NOUVELLES
03/09/2015 11:38 EDT | Actualisé 03/09/2016 01:12 EDT

Soudan: des rebelles du Darfour relâchent 18 prisonniers

Un groupe de rebelles du Darfour, région soudanaise déchirée par un conflit depuis 2003, a relâché 18 prisonniers dont 16 soldats et policiers, a annoncé jeudi le Comité international de la Croix-Rouge (CICR).

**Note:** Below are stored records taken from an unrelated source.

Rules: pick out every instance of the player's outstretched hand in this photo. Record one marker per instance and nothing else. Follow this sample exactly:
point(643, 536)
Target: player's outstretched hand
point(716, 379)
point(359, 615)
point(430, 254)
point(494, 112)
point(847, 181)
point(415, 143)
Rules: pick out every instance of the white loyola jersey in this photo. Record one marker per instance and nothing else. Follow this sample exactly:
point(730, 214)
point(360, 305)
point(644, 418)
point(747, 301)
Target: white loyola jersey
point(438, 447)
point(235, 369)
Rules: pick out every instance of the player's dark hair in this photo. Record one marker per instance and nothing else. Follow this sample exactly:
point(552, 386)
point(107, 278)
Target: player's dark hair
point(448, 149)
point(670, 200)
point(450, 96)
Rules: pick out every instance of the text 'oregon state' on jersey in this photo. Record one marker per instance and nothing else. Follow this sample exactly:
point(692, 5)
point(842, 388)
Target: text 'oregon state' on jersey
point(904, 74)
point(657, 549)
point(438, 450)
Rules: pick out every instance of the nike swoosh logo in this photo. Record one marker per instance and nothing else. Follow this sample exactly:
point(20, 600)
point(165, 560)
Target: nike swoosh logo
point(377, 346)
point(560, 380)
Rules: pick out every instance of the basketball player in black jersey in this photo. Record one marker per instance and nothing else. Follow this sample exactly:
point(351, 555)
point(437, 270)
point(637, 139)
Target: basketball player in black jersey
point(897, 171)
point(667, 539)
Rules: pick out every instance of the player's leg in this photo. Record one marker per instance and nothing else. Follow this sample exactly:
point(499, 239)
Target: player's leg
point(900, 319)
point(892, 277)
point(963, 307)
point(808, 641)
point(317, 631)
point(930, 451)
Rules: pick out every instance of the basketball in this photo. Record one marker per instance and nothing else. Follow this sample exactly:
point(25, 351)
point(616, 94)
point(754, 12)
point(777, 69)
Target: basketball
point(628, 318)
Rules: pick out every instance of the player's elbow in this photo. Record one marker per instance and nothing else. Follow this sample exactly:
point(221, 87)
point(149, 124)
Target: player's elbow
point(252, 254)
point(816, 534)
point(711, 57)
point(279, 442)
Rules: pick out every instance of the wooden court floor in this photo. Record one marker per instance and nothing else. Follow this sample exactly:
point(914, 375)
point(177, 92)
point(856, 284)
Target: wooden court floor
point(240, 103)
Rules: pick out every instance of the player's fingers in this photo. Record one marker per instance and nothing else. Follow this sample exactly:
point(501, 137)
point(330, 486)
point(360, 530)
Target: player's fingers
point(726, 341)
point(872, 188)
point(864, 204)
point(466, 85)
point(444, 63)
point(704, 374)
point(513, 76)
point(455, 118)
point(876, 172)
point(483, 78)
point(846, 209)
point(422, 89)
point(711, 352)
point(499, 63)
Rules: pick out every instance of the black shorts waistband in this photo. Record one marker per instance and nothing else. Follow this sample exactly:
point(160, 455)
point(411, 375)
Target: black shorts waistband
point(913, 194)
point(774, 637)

Le CICR a "aidé au transfert de 13 soldats des forces armées soudanaises, trois policiers et deux civils libérés par l'Armée de libération du Soudan-Abdul Wahid (SLA-AW)", un groupe armé rebelle du Darfour opposé au pouvoir central de Khartoum, a précisé l'organisation humanitaire dans un communiqué.

Le CICR avait initialement déclaré que les 18 personnes libérées étaient toutes membres des forces armées soudanaises.

Les prisonniers ont été remis aux autorités soudanaises à Nyala, capitale du Darfour-Sud mercredi et jeudi, a ajouté le CICR.

Depuis 2003, des insurgés dont une faction de l'Armée de libération du Soudan (SLA) dirigée par Abdelwahid Nour, accusent Khartoum de les marginaliser et s'opposent aux forces armées soudanaises dans la région du Darfour (ouest). Ce conflit a fait plus de 300.000 morts et déplacé 2,5 millions de personnes, selon l'ONU.

Les groupes armés du Darfour n'élargissent que très rarement des soldats gouvernementaux mais le CICR avait déjà supervisé ce type de libération auparavant.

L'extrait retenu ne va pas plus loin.